A partir desse momento, é possível perceber várias formas simbólicas que remetem ao Brasil, como, por exemplo, a cena na qual os tucanos dormem (Figura 3). Seus bicos amarelos e o seu formato comprido e arredondado dão a ideia de um cacho de bananas preso a uma bananeira. Esta é uma fruta encontrada em abundância no país e que é associada à imagem de Carmen Miranda com seu turbante enfeitado por frutas na cabeça.

Como essa narrativa da primeira sequência é contada através de imagens sem diálogos, ou seja, os personagens não conversam, o áudio tem grande importância nesta parte da trama, pois se escuta a melodia da música Real in Rio, cuja letra denota muitas características de identidade da cidade.

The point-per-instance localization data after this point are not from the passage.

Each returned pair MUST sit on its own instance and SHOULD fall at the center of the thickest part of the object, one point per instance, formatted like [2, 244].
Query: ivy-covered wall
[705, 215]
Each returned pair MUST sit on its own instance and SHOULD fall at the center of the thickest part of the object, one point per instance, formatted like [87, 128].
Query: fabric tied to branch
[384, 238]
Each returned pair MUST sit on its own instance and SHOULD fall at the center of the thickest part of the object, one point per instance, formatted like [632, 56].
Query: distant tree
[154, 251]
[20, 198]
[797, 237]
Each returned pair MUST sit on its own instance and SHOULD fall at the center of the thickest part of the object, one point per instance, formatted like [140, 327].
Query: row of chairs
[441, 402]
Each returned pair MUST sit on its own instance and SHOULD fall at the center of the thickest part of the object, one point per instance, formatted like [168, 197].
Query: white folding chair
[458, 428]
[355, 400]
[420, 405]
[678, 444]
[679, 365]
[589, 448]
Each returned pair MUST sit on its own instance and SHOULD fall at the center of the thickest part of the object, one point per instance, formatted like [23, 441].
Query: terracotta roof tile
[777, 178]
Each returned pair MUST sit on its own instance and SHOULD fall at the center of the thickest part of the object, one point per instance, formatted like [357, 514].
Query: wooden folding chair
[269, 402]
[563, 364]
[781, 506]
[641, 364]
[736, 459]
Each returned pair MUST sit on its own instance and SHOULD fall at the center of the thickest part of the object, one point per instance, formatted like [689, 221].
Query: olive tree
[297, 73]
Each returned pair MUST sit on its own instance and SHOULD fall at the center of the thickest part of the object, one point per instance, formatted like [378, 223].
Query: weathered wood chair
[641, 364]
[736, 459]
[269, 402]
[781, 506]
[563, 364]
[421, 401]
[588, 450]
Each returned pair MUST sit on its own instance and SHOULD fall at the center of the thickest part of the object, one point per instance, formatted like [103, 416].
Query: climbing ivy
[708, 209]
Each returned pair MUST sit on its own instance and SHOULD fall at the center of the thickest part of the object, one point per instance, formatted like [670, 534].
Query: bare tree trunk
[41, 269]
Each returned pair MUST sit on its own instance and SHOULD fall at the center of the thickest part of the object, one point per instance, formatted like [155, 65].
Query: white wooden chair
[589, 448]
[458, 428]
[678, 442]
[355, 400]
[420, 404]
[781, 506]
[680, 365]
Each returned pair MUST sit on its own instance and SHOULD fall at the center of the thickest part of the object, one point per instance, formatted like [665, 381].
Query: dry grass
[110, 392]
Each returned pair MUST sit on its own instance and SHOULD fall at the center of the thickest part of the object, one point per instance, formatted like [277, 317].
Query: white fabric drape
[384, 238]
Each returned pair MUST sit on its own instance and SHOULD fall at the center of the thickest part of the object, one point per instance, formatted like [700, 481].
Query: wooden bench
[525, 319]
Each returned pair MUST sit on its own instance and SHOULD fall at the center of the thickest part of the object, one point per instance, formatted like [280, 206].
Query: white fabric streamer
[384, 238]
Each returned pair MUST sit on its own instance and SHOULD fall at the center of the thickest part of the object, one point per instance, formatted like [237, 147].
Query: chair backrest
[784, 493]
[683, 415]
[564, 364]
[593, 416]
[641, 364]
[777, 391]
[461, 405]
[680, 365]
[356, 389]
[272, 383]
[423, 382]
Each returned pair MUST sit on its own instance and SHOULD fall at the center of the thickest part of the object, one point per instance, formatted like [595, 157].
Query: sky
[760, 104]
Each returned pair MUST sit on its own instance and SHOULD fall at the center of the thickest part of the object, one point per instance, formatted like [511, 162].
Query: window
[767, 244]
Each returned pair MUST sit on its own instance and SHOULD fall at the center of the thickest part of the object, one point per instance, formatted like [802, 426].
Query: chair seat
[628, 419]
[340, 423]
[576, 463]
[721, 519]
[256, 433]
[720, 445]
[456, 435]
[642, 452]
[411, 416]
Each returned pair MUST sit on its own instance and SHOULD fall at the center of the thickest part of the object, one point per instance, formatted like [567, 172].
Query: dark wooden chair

A música mistura o português e o inglês, em ritmo de samba; foi criada em 2011 por Carlinhos Brown, Sérgio Mendes, John Powell, Mikael Mutti e Siedah Garrett e interpretada por Jesse Eisenberg, Jamie Foxx, Anne Hathaway, George Lopez e William. Assim como os pássaros imitam as frutas na sequência, a música vai reiterar a brasilidade, porque anuncia que no país tem alegria, amor à vida. Ela vai, através da letra, dizer que o Brasil é um eterno baile, uma festa e exaltar que o povo brasileiro tem esperança, sonhos e que não desiste nunca, como podemos ver na letra apresentada a seguir.

Todas as aves têm penas
Faça o que amamos mais do que tudo
Nós somos os melhores no ritmo e no sorriso
É por isso que amamos o carnaval

Todas nós aves podemos cantar
Sol e praias eles dizem
Dance com a música, paixão e amor
Mostre-nos o melhor que vc pode fazer

Todo mundo aqui pega fogo
Venha e embarque na alegria
Dance com um estranho, romance e perigo
A magia poder ser real, no Rio
Tudo por si mesmo
Você não pode ver que está chegando
Você não achará em nenhum outro lugar
É real, no Rio
E saiba também
Você pode sentir isso acontecer
Você pode sentir tudo isso por si mesmo

Todas as aves tem penas
Faça o que nós amamos mais que tudo
Lua e as estrelas,sol e violões
É por isso que amamos o carnaval

Amamos a vida na mata
Tudo é livre e selvagem
Nunca sozinhos, porque aqui é nosso lar
Magia pode ser real, no Rio
Tudo por si mesmo
Você pode ver chegando
Você não pode encontrar isso nenhum outro lugar

Eu sou como um aero rei rei rei rei
Pássaros como eu, porque tenho uma asa maneira

Aqui todos amam o samba (eu adoro samba)
Você sente o ritmo em seu coração(eu sou mestre em samba)
Beleza e amor, o que mais você quiser
Tudo pode ser real, no Rio
Aqui outra coisa acontece
Você só sente isso acontecer
Você não sentirá isso em nenhum outro lugar.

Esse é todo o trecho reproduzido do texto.